#solo2010: The Green Chain Reaction; please get involved!

More info on the session we (Simon Hodson from JISC and I) are planning for Science Online 2010 in London on September 4. We have had lots of discussions with the organizers and sponsors and we are intending to do something exciting, novel, important and certainly unpredictable.

The title, “Chain Reaction”, was suggested by Allan Sudlow, one of the organizers from the British library and I have added the suffix “Green – see below.

What we want to do is to have a global interactive adventure, hopefully with work being done beforehand in the blogosphere where we – as a world community - carry out data-driven science. The current working title is

“Are chemical reactions becoming greener?”

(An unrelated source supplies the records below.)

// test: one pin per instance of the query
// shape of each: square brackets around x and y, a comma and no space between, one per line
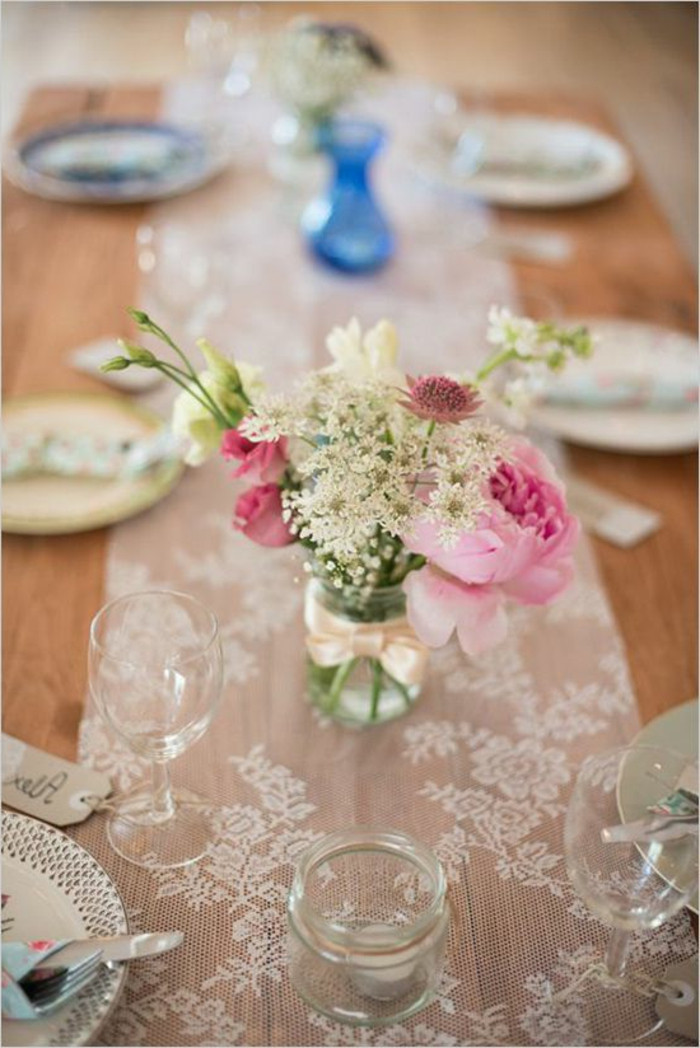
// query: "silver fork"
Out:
[47,995]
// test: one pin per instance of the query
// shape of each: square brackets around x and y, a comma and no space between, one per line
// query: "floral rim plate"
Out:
[526,161]
[677,729]
[59,890]
[59,505]
[636,348]
[114,161]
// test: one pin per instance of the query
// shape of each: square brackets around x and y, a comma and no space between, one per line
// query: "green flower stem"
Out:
[205,399]
[496,362]
[376,689]
[342,674]
[174,373]
[153,328]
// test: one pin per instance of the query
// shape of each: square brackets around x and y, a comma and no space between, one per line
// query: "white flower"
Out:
[252,380]
[371,356]
[506,331]
[380,346]
[192,421]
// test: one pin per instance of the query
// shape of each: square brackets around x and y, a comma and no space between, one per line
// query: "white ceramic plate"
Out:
[629,347]
[675,729]
[524,161]
[58,890]
[114,161]
[56,505]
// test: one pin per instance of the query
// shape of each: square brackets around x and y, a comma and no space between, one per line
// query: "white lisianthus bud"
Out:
[193,421]
[224,371]
[254,387]
[381,346]
[345,345]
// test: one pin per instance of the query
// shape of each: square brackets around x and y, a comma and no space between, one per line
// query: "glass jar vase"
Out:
[368,920]
[365,663]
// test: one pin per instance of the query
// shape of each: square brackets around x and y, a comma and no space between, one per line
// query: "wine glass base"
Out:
[603,1013]
[138,837]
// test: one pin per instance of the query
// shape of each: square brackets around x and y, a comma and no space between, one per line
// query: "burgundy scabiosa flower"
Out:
[440,399]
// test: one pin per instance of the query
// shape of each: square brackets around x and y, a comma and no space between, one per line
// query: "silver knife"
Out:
[118,947]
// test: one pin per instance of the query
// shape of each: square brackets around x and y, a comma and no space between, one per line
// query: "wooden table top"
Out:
[68,274]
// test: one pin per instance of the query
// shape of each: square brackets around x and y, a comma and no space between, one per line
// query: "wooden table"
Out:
[69,273]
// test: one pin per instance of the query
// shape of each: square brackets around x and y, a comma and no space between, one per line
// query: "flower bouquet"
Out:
[419,516]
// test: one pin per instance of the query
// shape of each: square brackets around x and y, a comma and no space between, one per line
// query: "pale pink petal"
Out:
[541,584]
[429,607]
[482,621]
[526,454]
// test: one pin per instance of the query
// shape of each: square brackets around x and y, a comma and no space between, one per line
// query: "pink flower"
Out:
[258,515]
[263,461]
[440,399]
[521,550]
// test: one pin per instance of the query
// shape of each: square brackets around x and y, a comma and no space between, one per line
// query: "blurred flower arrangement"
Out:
[316,67]
[415,508]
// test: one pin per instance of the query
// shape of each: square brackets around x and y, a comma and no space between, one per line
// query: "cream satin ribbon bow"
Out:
[332,640]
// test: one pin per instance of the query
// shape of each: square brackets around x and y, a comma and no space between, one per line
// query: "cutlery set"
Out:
[63,973]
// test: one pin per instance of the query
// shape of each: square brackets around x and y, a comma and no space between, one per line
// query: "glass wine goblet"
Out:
[632,879]
[155,671]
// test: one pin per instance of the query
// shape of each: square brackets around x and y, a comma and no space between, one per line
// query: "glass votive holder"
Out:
[368,919]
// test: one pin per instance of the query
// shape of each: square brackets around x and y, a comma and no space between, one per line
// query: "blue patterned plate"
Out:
[114,161]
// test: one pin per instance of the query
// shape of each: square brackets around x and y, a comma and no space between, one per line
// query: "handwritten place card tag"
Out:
[47,787]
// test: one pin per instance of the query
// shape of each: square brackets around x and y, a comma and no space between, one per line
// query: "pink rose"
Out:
[258,515]
[521,550]
[262,461]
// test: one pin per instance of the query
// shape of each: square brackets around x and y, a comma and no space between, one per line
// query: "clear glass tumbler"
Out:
[368,919]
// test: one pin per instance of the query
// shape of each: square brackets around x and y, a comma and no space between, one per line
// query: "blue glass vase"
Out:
[345,227]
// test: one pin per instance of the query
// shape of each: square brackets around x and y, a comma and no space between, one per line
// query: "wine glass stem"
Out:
[163,806]
[618,945]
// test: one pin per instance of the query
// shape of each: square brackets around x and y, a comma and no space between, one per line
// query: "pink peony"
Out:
[440,399]
[521,550]
[258,515]
[262,461]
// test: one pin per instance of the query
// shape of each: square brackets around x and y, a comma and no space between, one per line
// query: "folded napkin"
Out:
[82,455]
[18,960]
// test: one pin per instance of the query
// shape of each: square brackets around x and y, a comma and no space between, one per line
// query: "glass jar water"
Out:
[359,690]
[368,920]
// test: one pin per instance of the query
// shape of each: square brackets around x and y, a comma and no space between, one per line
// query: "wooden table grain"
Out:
[68,274]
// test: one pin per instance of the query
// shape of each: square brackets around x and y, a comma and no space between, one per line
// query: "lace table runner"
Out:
[480,769]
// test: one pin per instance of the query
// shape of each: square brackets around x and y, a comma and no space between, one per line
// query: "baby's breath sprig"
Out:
[527,341]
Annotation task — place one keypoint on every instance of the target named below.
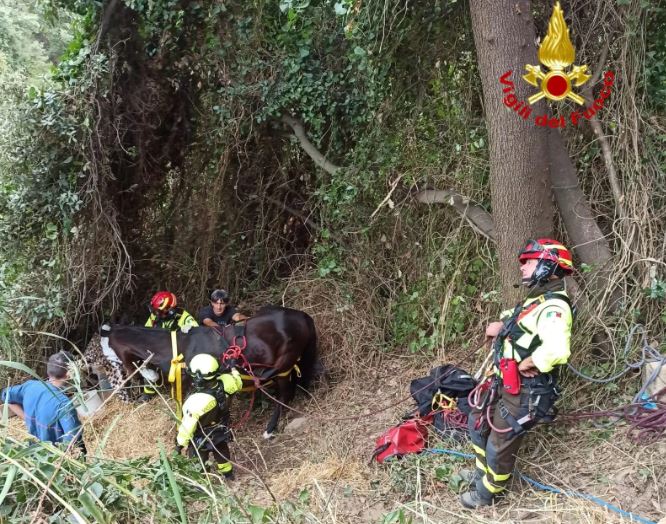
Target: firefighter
(530, 343)
(164, 314)
(204, 427)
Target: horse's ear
(120, 319)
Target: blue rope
(544, 487)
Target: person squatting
(530, 343)
(204, 427)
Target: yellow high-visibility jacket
(544, 332)
(182, 318)
(199, 403)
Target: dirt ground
(325, 459)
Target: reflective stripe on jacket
(231, 382)
(194, 407)
(543, 332)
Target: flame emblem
(557, 53)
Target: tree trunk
(520, 191)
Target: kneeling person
(205, 424)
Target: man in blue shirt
(48, 413)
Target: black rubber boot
(472, 500)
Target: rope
(647, 352)
(544, 487)
(645, 424)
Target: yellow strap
(499, 477)
(176, 375)
(491, 487)
(442, 401)
(479, 450)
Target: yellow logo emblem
(556, 53)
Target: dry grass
(328, 458)
(122, 431)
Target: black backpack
(447, 380)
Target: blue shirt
(49, 414)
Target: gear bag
(445, 380)
(409, 436)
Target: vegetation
(276, 149)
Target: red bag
(408, 437)
(510, 375)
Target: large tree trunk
(520, 191)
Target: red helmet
(553, 257)
(163, 301)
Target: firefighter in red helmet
(165, 314)
(531, 341)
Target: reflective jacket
(180, 319)
(542, 330)
(202, 403)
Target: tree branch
(477, 217)
(603, 139)
(308, 146)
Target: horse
(280, 342)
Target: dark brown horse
(278, 339)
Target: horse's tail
(309, 363)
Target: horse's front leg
(114, 374)
(285, 394)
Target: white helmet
(205, 365)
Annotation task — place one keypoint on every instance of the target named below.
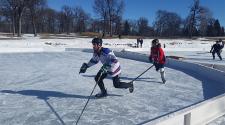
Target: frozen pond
(46, 88)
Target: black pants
(116, 82)
(218, 54)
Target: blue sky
(134, 9)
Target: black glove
(83, 68)
(150, 60)
(104, 69)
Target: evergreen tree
(126, 30)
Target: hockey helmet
(97, 41)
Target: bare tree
(35, 6)
(80, 20)
(8, 9)
(167, 23)
(108, 10)
(68, 17)
(204, 18)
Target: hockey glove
(150, 60)
(104, 69)
(83, 68)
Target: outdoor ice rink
(46, 89)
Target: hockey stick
(141, 73)
(88, 99)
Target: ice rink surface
(46, 89)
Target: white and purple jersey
(107, 57)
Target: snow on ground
(45, 87)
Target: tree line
(34, 16)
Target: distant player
(110, 66)
(157, 57)
(217, 48)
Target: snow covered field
(42, 85)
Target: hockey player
(217, 48)
(157, 57)
(110, 66)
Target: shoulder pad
(106, 50)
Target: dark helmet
(97, 41)
(155, 41)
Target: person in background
(111, 66)
(157, 57)
(141, 42)
(217, 49)
(138, 41)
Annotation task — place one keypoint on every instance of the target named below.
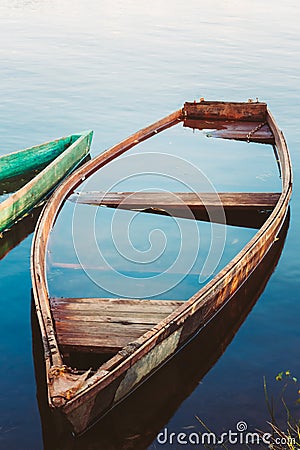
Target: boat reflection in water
(135, 422)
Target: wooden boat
(138, 351)
(164, 392)
(43, 167)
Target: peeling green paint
(147, 363)
(63, 155)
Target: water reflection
(135, 423)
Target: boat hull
(60, 157)
(136, 362)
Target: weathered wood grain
(236, 130)
(246, 209)
(251, 112)
(141, 357)
(104, 325)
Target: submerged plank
(248, 209)
(104, 325)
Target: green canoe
(47, 164)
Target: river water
(67, 66)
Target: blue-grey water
(66, 66)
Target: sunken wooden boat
(139, 347)
(29, 175)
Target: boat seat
(105, 325)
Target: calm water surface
(115, 67)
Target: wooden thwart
(226, 111)
(104, 325)
(237, 130)
(240, 208)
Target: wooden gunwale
(245, 261)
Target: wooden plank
(251, 111)
(247, 209)
(105, 325)
(177, 200)
(236, 130)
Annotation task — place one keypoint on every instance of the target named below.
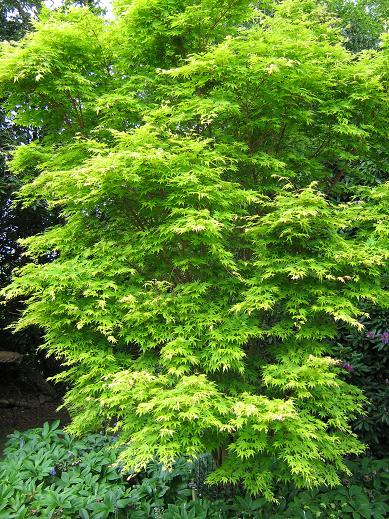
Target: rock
(10, 357)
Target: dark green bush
(49, 475)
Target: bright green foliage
(45, 473)
(201, 270)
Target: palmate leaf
(202, 265)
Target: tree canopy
(217, 225)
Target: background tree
(203, 265)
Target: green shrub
(49, 475)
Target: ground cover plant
(211, 241)
(47, 474)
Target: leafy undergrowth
(45, 473)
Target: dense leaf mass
(200, 154)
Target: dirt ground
(19, 418)
(27, 400)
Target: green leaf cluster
(203, 263)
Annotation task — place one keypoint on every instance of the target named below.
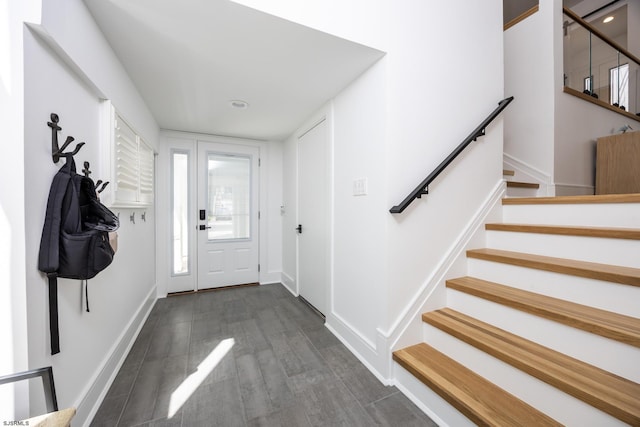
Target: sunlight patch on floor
(193, 381)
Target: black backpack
(75, 237)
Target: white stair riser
(592, 249)
(601, 215)
(609, 296)
(547, 399)
(613, 356)
(420, 394)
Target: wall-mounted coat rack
(57, 151)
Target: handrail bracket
(423, 188)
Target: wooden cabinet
(618, 164)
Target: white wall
(393, 125)
(13, 284)
(69, 74)
(528, 62)
(271, 198)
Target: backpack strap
(54, 332)
(49, 255)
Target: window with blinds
(131, 164)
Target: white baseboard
(94, 393)
(363, 348)
(289, 283)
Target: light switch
(360, 187)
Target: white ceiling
(189, 58)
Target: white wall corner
(407, 329)
(363, 348)
(270, 277)
(94, 393)
(290, 283)
(522, 168)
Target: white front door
(313, 217)
(227, 214)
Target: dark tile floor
(251, 356)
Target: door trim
(325, 116)
(188, 141)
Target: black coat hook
(57, 151)
(86, 170)
(103, 187)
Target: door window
(228, 196)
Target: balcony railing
(600, 69)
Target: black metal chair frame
(47, 382)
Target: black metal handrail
(423, 188)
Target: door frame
(324, 115)
(252, 153)
(188, 142)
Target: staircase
(545, 329)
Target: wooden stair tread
(611, 325)
(608, 392)
(519, 184)
(592, 270)
(565, 230)
(562, 200)
(478, 399)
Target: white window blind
(132, 164)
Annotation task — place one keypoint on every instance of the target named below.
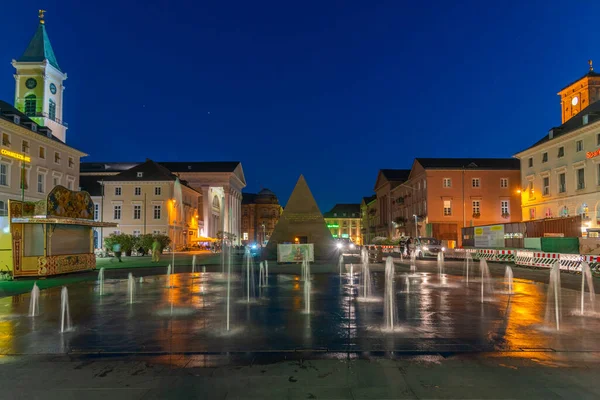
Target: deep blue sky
(334, 90)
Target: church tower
(580, 94)
(39, 83)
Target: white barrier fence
(568, 262)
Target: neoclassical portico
(221, 187)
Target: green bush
(126, 241)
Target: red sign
(592, 154)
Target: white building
(560, 174)
(34, 156)
(218, 184)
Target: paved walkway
(501, 376)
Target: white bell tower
(39, 83)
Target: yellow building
(560, 173)
(344, 222)
(142, 200)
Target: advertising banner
(489, 236)
(295, 253)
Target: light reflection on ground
(438, 314)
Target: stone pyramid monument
(302, 219)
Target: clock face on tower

There is lots of information in the published literature and the unpublished literature on chemical synthesis. There are several million chemical syntheses published each year either in the primary literature, theses, or patents. These are normally reported with chemical diagrams and a paragraph recording what was done.

Henry Rzepa suggested that the theme of this event should be greenness . This doesn’t mean that the reaction actually looks green to the eye but that it is more friendly to the environment (wastes less material, causes fewer problems with toxic or environment-unfriendly chemicals). Green chemistry is described here: ( )

And there is a strong push for both industrial processes and academic chemistry to be green.

The question is:

“Does the literature show that chemists are using greener reactions than previously?”.

I’ll be laying out how we might tackle this and emphasize that we want everyone to take part. The main challenge will be organizing information and we welcome people who want to carry out data-driven research in the Open.

The only restriction is that the data we use must be Open according to the OKDefinition ( ). At present almost all databases of chemical reactions are not Open/Libre (and most are not even Gratis – you have to pay for the information). So it will have to be through text-mining from publications.

Here again we are restricted. Currently the Open material we have is:

* Jean-Claude Bradley’s (Drexel, Philadelphia) pioneering work on OpenNotebook Science where he and his group publishe all syntheses to the web as they are collected.
* Mat Todd (Sydney) who has pioneered open Drug Discovery and where he will be making syntheses and these available
* Cambridge (where we have created semantic theses from the originals)
* Acta Crystallographica E with about 8000 preparations. These are all Open Access /Libre (CC-BY) and we have the active involvement of IUCr.
* BioMed Central, PLoS and Beilstein Journal of Organic Chemistry. These are all Libre/CC-BY publishers and we are already in contact with them.
* The Open Subset of PubMed Central (and especially UKPubMedCentral)
* European patents. Ca 60 per week, maybe 1000-5000 syntheses per week.

Text-mining is not 100% recall or precision but the noise should be small in identifying key things like temperature, solvent, catalyst and time.

We have tools that will allow you to download and mine patents and this would be an excellent adventure for early adopters. I’ll write more, but handling alpha-beta code is more important than knowing chemistry and we’d love volunteers.

We’d also like to invite mainstream chemistry publishers to take part. Traditionally they have not allowed text-mining of their material, but times are changing and this project is reaching out to them to see if they’d like to show the value of text-mining for chemistry. So we’ll be setting up a scheme (using the Open Knowledge Foundation’s IsItOpen service) to formally request permission to text mine experimental data and release it as Open Data. We are sure that many will wish to contribute towards green activities and we’ll record those with positive response at the meeting.

As you can we are developing this as we go. I know August is a bad time of year but this is a great activity while you are on vacation. It would be great to show a blogospheric and publisher response for the September meeting.

We hope that both Blue obelisk and OKF adherents will take part. We want this to be completely open so it needs to use Open Data, Open Source Open Standards and Open Services. Please jump in…

I hope to blog every day on this topic.